The average conference attendee can attend maybe 10 sessions in a two-day conference. You telling me there are webloggers who miss more than half an hour because of their 802.11 network settings? I’ve never seen anyone have any such problems. I wonder who he’s refering too.
I’m referring to your very own buddy, Doc Searls from earlier this month, to quote:
I missed some stuff while I was trying to GET THE FUCKING CONNECTION TO FUCKING WORK.
The last slide said blogs weren’t a threat to the established journalistic order (or something like that), but that it was a threat to Google — but only if we come up with some kind of standards for something or other I wasn’t listening to because fucking with technology took up all my precious and declining cycle time.
I rest my case. If I’m at a conference for work, my boss is not going to be pleased with that report, and even if it was only a half an hour out of a complete day, it was information missed. Information he paid for.
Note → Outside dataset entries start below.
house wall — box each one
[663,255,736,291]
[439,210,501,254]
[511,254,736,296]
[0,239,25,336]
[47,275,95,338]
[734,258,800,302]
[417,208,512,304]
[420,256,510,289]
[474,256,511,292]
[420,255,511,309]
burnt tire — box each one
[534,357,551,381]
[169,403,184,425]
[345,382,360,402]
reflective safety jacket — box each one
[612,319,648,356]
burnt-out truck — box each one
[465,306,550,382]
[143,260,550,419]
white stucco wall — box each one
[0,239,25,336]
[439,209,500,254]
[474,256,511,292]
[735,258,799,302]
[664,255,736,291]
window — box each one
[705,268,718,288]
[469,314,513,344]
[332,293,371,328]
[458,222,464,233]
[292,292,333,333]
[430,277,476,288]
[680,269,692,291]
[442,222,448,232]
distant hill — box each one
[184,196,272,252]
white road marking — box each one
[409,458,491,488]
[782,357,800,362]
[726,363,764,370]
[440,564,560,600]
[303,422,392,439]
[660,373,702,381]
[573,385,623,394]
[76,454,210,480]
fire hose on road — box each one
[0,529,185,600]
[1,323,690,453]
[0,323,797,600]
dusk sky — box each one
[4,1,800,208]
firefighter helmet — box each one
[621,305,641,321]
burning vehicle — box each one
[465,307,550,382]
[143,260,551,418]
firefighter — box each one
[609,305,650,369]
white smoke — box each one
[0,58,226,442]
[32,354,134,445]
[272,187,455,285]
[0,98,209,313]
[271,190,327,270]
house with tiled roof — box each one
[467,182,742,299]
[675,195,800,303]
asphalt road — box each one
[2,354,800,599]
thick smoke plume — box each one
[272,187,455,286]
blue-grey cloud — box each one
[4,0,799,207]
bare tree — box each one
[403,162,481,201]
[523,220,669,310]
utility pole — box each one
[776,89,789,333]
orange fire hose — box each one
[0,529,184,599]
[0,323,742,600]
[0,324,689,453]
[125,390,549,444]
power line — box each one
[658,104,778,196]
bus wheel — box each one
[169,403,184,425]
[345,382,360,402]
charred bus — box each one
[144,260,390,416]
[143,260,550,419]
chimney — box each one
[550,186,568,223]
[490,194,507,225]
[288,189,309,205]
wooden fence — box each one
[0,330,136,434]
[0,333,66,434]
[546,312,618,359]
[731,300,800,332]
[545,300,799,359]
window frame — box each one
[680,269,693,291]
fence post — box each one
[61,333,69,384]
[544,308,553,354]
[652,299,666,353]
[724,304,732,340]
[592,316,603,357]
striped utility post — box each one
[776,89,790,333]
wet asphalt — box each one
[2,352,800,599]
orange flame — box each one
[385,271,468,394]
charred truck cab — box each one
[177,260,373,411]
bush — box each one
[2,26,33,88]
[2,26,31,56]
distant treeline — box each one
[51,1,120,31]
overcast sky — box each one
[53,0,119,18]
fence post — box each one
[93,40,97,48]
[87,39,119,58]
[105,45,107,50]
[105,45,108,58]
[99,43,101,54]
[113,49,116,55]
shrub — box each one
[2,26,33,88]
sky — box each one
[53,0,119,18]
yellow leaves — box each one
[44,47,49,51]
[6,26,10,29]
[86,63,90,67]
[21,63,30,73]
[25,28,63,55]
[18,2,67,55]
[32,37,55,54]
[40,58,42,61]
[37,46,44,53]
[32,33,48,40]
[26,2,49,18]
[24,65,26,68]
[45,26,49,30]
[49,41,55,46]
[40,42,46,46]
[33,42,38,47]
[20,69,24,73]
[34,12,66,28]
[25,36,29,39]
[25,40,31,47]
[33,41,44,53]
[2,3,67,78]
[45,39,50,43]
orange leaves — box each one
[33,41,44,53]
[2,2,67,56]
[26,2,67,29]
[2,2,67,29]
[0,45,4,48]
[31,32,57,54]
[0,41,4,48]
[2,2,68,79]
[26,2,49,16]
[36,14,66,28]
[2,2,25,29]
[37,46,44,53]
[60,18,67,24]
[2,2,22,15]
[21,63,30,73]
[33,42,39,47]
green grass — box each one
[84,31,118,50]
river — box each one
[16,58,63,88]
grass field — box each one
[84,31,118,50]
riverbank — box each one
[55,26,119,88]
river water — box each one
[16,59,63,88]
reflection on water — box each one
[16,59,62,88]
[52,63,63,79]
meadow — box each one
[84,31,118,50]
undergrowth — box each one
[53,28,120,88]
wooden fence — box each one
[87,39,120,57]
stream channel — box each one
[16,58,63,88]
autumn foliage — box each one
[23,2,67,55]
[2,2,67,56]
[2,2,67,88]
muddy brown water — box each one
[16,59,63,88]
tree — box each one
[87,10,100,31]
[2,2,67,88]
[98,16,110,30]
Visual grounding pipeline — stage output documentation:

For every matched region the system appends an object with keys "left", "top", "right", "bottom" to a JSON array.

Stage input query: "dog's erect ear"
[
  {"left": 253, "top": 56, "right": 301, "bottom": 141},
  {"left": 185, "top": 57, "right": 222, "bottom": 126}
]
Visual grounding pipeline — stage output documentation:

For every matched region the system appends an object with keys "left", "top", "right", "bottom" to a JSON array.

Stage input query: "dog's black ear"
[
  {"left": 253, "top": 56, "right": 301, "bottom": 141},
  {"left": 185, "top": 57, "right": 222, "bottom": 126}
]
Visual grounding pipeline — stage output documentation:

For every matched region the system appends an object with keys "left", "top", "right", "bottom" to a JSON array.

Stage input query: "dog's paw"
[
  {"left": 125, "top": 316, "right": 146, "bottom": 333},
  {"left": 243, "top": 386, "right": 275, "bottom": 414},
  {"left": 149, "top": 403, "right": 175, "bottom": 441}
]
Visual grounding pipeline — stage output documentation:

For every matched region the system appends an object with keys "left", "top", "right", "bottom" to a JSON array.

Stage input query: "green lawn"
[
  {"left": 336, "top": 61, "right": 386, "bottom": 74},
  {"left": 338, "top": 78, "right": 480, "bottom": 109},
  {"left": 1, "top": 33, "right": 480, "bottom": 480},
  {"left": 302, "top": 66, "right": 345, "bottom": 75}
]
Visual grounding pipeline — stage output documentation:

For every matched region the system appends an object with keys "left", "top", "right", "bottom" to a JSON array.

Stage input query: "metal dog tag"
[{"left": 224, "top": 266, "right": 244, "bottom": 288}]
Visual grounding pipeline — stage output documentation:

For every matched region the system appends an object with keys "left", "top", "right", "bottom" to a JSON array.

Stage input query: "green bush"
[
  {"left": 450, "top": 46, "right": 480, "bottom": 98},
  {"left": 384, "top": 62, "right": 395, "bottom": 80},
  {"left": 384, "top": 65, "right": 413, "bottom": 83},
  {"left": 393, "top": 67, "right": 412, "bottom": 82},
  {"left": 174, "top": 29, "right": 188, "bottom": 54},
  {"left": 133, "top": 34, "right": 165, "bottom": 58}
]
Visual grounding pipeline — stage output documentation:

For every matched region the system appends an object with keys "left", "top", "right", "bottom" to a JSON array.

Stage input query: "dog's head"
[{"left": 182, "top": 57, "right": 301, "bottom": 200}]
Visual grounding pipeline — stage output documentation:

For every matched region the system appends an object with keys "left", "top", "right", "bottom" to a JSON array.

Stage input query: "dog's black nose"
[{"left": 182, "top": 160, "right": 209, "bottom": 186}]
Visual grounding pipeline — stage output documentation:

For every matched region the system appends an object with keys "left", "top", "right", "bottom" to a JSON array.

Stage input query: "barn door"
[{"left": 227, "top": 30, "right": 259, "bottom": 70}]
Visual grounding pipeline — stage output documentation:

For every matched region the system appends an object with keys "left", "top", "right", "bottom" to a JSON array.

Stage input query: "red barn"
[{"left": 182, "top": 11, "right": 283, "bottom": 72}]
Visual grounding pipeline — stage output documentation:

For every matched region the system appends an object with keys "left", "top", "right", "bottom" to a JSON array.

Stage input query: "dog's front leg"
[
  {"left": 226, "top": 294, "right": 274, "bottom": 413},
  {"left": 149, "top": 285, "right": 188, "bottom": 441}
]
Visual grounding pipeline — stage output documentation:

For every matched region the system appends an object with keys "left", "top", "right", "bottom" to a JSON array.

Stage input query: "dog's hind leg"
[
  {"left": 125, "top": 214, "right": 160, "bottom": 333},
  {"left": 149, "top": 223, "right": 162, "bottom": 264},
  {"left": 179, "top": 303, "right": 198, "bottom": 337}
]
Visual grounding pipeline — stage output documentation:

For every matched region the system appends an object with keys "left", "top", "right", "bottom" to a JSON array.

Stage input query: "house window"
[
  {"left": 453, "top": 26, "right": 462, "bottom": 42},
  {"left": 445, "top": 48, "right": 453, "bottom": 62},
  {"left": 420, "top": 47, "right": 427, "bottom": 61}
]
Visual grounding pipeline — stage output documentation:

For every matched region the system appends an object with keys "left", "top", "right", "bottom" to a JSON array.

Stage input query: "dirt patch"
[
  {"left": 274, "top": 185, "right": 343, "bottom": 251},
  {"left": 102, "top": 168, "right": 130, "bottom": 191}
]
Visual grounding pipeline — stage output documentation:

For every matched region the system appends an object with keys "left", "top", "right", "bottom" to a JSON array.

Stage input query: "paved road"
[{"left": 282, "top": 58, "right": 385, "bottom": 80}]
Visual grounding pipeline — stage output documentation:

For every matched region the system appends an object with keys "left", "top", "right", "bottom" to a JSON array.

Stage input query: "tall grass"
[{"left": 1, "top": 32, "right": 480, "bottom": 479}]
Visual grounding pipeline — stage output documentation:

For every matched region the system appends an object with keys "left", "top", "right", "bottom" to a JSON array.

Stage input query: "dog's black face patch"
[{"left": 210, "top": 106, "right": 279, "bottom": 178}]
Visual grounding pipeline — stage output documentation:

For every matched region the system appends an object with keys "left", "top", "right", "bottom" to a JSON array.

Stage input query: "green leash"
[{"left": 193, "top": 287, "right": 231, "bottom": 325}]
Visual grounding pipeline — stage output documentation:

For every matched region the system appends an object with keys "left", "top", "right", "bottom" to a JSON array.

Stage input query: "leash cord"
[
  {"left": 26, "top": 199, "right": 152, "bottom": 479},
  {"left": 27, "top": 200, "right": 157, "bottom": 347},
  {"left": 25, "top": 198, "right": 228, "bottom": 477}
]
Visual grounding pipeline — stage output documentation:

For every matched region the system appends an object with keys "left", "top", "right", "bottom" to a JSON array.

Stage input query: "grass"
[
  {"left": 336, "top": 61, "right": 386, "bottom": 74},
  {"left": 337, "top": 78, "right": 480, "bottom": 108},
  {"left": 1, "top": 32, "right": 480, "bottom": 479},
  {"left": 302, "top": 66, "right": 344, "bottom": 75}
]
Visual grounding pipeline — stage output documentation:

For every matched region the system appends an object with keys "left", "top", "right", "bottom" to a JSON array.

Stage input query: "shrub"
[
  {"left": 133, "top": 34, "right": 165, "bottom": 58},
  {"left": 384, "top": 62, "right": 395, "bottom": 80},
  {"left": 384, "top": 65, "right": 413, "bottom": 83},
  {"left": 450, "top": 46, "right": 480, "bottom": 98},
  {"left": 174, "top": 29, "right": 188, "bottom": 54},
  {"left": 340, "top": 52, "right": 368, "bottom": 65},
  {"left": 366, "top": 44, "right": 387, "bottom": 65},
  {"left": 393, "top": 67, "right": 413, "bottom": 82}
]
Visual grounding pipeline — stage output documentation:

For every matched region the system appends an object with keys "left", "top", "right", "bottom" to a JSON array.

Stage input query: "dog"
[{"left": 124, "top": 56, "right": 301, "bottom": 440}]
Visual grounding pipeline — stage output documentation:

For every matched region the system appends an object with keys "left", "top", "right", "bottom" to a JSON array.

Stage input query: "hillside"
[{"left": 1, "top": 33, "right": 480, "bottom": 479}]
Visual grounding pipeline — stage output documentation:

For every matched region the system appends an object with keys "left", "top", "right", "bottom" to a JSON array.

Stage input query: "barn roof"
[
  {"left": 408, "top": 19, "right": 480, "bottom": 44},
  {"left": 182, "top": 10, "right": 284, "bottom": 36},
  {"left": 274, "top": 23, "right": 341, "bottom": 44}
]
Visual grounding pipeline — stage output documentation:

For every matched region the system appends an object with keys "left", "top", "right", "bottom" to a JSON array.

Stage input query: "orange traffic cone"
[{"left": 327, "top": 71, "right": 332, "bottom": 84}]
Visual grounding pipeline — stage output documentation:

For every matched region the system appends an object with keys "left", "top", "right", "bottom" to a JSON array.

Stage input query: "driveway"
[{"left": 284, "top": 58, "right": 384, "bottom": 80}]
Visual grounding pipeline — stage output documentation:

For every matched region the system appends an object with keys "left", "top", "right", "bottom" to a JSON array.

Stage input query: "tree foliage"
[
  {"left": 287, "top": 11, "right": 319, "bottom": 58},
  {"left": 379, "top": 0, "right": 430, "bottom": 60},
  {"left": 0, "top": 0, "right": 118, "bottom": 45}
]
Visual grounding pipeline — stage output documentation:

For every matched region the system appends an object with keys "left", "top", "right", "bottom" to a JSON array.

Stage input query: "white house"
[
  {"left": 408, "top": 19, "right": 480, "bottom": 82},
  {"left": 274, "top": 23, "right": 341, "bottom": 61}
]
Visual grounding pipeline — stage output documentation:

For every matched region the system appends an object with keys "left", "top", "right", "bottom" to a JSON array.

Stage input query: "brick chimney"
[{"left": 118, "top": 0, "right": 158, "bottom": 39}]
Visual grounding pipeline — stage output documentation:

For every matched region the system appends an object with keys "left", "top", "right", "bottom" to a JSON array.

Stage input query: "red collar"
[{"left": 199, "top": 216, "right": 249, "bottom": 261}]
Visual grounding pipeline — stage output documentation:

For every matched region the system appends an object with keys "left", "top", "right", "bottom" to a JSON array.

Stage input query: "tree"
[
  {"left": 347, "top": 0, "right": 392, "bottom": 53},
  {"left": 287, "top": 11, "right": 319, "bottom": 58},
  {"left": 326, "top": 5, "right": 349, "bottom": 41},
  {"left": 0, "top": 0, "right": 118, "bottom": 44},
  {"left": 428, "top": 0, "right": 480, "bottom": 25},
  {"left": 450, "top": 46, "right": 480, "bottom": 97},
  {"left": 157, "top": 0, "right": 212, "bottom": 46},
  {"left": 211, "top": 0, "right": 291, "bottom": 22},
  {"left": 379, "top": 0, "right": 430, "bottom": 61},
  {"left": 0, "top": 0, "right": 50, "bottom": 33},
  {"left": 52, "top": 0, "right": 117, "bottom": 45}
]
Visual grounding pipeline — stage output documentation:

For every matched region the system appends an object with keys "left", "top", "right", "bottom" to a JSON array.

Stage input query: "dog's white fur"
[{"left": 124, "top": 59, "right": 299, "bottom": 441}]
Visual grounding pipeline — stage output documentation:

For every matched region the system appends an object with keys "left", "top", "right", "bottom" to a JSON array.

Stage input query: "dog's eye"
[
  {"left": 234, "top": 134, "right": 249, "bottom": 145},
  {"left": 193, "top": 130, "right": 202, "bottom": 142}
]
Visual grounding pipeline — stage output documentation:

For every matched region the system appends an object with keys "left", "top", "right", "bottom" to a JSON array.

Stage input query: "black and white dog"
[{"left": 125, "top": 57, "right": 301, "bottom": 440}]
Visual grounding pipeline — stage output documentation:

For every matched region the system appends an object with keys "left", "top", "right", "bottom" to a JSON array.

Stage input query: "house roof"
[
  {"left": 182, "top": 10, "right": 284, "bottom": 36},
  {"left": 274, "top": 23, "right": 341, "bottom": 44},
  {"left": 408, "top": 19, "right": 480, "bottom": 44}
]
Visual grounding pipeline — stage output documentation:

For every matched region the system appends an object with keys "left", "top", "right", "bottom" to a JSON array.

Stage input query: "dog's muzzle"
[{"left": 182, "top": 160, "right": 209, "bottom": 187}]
As for the rest of Robert’s response, I agree completely with him. I’m not knocking blogging a conference, I’m knocking real-time blogging it. I fully intend to blog about Gnomedex while I’m there, but I won’t be doing it during sessions, I’ll be involved in those sessions. Let me ask you a question, Robert. Let’s say you’re having lunch with a bunch of folks you admire, which seems to be an important part of conferences for you. Are you blogging it real-time? Why not, aren’t there important things being discussed? Could it be because you’re involved in the conversation? When you attend a lecture you are just as involved. As a speaker I’m looking at my audience and making eye contact to gauge how well something is clicking with you. (I don’t need a chatroom scroll on the screen to have people tell me how well I’m doing, I can see it in your eyes and body language, if you’re involved in the presentation.) If there’s no visual feedback because you are all typing most everything I say, then the session is going to suck, and it’ll get worse at conferences where everyone’s blogging real-time, not better.
A final thought, I don’t have an audience of hundreds, but I do have an audience that I consider when I write here. Therefore, I would rather give them a well-thought out overview of a conference than my ramblings while trying to blog and listen to a speaker at the same time. They deserve my undivided attention as much as the speaker does.